Chitwan National Park was great. We stayed at Sapana Village Lodge and really enjoyed it. We have been told by other USAID-ers that they treat their elephants well. After being there, I am not sure this is true. However, we were already there and went on elephant-back safari. The only choice, actually, as the roads such as they are were far too muddy for vehicular transport.
Aside from the sore muscles obtained from making sure hot and wiggly toddler daughter didn’t wiggle right off my lap and fall to her death in a river or mud swamp, we had a nice time. And we didn’t see any of the big stuff (tigers or rhino), but we saw little stuff (monkeys, deer, wild chickens, peacocks), and it was fun.
Then we drove to Lumbini, the famed birthplace of Buddha (haven’t you heard of it?). One of Nepal’s treasures. However, our GPS map isn’t actually that great and didn’t actually have the spot searchable on the map. Sooo, we just kind of went and hoped for the best. Despite being worried (more than once) that we had crossed into India, we did make it, due to my spouse’s uncanny processing and memory of maps.
|Toddlers in stupas|
We arrived, paid our tickets, got a map, and starting planning our visit. Shall we start at the visitor's center? Oh, that's the shell of a building out yonder still going up. How about that museum? Another pile of bricks beckons! So forget the informational stuff, let's just go see the global array of peace pagodas.
So we pile onto 2 bicycle rickshaws, because these lovely buildings are really quite spread out, and it's hot, and neither the 1-yr-old nor the 9-yr-old are acting too excited about this. We hop over to the international temples (and by "hop," I mean the two older men commanding our rickshaws tug and pull us over bumps and walkways for about 5 minutes). The setting was really quite nice, the temples surrounding a man-made lake or canal. We stopped at the Tibetan temple first. The thing about temples and monasteries is, you can't wear shoes. And the thing about concrete is, it's super hot at 2PM on a 90+ degree summer day. Luckily, the Tibetans provided us with a water pump right inside the courtyard, where we and others cooled their toes, heads, etc. The other thing about temples and monasteries is, we've seen a bunch. Especially Tibetan ones. It was nice and cool inside, but we soon ran our way over the burning-coal pavement and made our way to the next one, which looked a lot like the first one. So we decided to rickshaw-it over to the next cluster of monasteries, where we'd find the Australian and Korean monasteries. Those might be different, eh? Yes! They weren't even complete! In fact more than half of the monasteries were under construction.

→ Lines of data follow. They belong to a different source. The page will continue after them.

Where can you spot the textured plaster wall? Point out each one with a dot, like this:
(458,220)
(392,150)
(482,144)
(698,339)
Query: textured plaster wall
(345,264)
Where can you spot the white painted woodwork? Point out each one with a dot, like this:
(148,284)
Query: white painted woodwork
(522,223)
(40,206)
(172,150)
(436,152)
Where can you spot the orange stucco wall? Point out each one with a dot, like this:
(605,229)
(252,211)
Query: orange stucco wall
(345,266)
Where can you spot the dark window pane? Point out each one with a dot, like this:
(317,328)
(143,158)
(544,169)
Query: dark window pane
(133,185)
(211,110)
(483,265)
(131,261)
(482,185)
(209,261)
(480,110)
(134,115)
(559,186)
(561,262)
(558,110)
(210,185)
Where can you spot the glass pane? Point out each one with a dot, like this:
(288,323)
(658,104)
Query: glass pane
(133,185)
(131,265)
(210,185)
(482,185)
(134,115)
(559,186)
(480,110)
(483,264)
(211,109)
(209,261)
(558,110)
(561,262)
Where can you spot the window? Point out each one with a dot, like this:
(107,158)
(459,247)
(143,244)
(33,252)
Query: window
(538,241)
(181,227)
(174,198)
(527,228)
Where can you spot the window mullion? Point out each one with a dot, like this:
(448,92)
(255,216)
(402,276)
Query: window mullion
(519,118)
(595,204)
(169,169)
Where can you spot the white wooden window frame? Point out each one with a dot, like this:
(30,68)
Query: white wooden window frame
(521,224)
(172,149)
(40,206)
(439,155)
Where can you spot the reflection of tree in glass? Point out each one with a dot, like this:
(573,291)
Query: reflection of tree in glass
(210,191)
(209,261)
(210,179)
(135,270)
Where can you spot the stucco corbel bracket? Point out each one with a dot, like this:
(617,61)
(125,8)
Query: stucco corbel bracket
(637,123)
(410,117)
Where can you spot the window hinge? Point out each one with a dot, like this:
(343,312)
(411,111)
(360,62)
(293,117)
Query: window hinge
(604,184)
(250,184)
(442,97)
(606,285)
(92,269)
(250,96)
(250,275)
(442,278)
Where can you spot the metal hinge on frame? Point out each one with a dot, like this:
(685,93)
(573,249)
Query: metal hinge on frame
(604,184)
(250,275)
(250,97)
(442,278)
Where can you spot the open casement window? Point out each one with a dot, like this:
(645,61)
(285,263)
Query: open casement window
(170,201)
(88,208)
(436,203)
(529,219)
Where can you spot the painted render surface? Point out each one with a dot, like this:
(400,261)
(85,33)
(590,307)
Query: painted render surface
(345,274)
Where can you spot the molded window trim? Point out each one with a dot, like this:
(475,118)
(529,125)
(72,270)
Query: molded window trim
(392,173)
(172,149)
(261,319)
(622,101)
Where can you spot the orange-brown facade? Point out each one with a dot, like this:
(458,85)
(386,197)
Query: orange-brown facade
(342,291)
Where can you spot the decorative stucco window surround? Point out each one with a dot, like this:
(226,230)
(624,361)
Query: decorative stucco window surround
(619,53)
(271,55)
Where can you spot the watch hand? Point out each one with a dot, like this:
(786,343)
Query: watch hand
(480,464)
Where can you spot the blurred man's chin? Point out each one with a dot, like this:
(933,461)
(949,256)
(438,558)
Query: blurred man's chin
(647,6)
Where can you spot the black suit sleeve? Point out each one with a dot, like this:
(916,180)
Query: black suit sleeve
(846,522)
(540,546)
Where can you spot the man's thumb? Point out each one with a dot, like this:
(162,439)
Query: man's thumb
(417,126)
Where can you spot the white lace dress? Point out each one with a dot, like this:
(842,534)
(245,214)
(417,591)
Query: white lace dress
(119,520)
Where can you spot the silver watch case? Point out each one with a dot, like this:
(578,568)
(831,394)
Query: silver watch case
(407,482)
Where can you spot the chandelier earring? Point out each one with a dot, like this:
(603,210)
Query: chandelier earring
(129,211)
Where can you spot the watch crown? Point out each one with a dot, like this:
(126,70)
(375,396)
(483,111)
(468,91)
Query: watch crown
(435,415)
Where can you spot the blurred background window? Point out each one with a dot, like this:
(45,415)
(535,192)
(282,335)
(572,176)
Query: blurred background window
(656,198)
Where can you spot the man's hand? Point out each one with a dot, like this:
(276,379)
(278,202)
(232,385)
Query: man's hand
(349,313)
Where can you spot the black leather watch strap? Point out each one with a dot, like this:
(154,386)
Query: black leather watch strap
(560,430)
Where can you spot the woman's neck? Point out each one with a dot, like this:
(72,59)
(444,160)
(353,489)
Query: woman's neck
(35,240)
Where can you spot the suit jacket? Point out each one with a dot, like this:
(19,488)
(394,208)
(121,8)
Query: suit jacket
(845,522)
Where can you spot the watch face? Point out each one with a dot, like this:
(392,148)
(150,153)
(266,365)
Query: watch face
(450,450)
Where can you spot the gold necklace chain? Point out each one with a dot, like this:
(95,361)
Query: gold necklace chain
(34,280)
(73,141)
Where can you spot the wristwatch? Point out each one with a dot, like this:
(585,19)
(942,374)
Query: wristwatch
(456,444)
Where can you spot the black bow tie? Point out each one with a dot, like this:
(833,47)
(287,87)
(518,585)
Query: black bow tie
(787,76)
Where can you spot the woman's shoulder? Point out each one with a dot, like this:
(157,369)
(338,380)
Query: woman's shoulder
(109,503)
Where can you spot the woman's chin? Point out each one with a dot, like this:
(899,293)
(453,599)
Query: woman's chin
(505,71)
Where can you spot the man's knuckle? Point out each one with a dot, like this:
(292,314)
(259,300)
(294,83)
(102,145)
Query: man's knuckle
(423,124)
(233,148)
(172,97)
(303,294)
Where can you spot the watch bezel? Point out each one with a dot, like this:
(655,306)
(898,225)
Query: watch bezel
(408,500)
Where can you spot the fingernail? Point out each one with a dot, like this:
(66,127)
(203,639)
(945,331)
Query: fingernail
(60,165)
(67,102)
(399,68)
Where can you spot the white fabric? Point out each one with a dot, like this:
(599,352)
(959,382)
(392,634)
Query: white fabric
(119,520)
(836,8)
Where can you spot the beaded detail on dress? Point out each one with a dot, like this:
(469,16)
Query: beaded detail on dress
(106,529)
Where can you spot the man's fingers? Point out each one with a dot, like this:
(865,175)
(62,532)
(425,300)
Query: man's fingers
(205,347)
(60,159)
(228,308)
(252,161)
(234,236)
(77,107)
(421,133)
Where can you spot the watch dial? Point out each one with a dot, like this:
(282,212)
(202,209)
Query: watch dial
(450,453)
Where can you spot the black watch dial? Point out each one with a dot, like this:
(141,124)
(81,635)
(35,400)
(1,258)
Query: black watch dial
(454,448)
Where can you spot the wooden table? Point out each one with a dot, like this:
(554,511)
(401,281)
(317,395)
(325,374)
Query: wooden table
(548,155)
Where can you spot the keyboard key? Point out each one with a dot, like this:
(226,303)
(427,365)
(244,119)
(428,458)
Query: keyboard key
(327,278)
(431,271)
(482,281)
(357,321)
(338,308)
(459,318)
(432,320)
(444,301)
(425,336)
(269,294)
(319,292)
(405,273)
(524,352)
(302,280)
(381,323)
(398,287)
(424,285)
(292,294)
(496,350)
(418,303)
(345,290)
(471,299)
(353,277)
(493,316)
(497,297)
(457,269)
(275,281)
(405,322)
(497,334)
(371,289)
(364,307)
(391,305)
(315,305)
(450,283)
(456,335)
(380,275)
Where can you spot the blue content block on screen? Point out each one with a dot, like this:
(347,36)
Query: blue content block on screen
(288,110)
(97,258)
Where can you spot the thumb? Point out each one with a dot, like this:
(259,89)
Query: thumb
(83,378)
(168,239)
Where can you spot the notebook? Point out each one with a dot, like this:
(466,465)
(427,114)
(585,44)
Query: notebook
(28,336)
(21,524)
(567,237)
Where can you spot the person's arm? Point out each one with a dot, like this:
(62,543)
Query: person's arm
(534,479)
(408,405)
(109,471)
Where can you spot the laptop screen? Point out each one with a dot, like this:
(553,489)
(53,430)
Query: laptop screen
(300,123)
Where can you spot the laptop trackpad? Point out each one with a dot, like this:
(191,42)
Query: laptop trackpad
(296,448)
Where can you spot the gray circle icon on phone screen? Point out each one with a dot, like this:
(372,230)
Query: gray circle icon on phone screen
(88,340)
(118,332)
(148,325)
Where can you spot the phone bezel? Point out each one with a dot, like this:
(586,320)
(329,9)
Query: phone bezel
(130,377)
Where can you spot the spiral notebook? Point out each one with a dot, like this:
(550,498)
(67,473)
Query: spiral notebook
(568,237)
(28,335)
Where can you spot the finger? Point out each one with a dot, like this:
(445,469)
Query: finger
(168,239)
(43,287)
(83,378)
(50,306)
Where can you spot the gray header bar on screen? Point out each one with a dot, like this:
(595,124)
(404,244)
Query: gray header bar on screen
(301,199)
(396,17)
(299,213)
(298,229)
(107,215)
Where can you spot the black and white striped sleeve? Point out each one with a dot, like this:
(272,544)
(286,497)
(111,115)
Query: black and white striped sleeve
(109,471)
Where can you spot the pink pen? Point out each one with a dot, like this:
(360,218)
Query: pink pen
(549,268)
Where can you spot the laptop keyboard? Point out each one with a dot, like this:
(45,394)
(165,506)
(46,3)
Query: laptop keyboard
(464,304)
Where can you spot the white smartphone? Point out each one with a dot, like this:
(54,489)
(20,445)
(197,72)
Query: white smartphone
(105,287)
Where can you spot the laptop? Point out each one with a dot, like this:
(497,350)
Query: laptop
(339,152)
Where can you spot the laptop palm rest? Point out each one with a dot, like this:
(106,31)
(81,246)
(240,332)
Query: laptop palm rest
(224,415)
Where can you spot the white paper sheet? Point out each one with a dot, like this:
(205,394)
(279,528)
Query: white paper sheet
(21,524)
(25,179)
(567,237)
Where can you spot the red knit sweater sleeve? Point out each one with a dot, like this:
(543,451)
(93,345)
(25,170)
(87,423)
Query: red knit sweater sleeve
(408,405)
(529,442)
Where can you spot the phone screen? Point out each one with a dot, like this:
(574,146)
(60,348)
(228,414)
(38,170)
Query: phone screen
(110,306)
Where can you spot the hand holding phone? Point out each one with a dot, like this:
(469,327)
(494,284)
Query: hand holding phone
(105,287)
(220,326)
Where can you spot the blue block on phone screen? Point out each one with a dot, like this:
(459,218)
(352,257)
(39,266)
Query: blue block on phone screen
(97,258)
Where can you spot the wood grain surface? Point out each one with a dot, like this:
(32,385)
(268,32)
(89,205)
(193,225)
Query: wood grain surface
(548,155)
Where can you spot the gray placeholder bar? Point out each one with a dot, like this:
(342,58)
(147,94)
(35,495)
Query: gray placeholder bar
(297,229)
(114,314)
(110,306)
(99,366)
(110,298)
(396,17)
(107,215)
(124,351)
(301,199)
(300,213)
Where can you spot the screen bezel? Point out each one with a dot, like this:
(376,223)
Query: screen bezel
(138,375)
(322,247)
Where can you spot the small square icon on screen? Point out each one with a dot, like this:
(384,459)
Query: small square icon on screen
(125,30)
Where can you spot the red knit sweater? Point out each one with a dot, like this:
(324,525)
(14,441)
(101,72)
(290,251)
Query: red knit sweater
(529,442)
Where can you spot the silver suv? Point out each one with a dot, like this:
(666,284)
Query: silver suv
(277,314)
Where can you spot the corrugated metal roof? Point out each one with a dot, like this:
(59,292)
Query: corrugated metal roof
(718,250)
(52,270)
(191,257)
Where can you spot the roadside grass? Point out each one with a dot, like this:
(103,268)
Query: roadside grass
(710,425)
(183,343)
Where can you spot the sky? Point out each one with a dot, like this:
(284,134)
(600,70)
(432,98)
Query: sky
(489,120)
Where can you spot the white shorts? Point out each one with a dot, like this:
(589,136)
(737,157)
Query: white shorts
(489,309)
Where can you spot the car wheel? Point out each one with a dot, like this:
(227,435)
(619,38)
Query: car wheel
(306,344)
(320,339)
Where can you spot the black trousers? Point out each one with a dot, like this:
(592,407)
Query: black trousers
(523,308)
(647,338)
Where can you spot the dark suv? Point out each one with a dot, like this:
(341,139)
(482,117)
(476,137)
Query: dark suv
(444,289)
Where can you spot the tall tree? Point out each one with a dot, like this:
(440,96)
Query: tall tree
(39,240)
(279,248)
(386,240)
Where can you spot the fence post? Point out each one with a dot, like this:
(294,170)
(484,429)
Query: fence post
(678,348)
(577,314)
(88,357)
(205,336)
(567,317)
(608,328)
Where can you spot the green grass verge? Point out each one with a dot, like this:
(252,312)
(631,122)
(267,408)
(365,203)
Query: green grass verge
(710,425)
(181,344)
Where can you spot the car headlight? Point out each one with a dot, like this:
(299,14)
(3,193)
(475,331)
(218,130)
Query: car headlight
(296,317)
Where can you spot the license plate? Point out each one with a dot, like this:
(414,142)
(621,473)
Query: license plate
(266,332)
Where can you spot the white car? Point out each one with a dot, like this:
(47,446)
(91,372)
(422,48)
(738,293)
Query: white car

So... we drag our super-excited kids on to Buddha's birthplace! We again divested ourselves of shoes (but enjoyed grass in the courtyard!); we went through a security check
|Worshippers at Buddha's birthplace|
After a long hot day, a nice tip to our rickshaw drivers, and a night in the hotel with the air-con blasting, we loaded up in the car for the trip home. We would have stayed longer... but there really wasn't more to see. We drove out of the historic area, through fields empty of workers and misty in the morning sun, observing folks decked out in their finest as they went on their way to Dashain celebrations by foot, bicycle, and truckload. We were just marveling at what a great time to drive this was, as we worked our way through the town with zero traffic and uncharacteristically calm streets, when the 1-yr-old blew her cookies (and morning porridge and mostly milk) All. Over. The. Car. Backseat, carseat, windows, dripping in regurgitated baby milk.
A moment of shocked silence ensued. Then a baby wail. Then Husband swerved the car to the side of the road (yay for no traffic!) and mama jumped into action, pulling baby out of the carseat, trying to control regurg-milk drip in the car, and immediately noticing the street-side water pump.
This may be one of the few times anyone has ever given thanks for the lack of central water.
|The infamous water pump|
Since it was a holiday, no one was at the pump. We did draw a few onlookers from the nearby shops and homes (hehe, hey there, how'ya doin'), but I stripped that baby down and cleaned her and her clothing in freezing cold street pump water. (That kid is a really good sport). Husband pulled out the carseat and did the same. As for the car itself, lets suffice it to say some previously worn clothing items were sacrificed, and we had to keep the windows down as much as possible on the way home.
Chitwan was neat to see. Lumbini was one of those not-really-successful trips that I would have said was too much trouble with the family, but thanks to my husband's unquenchable wanderlust will be fondly remembered with laughs, groans, and "remember whens" for a long time.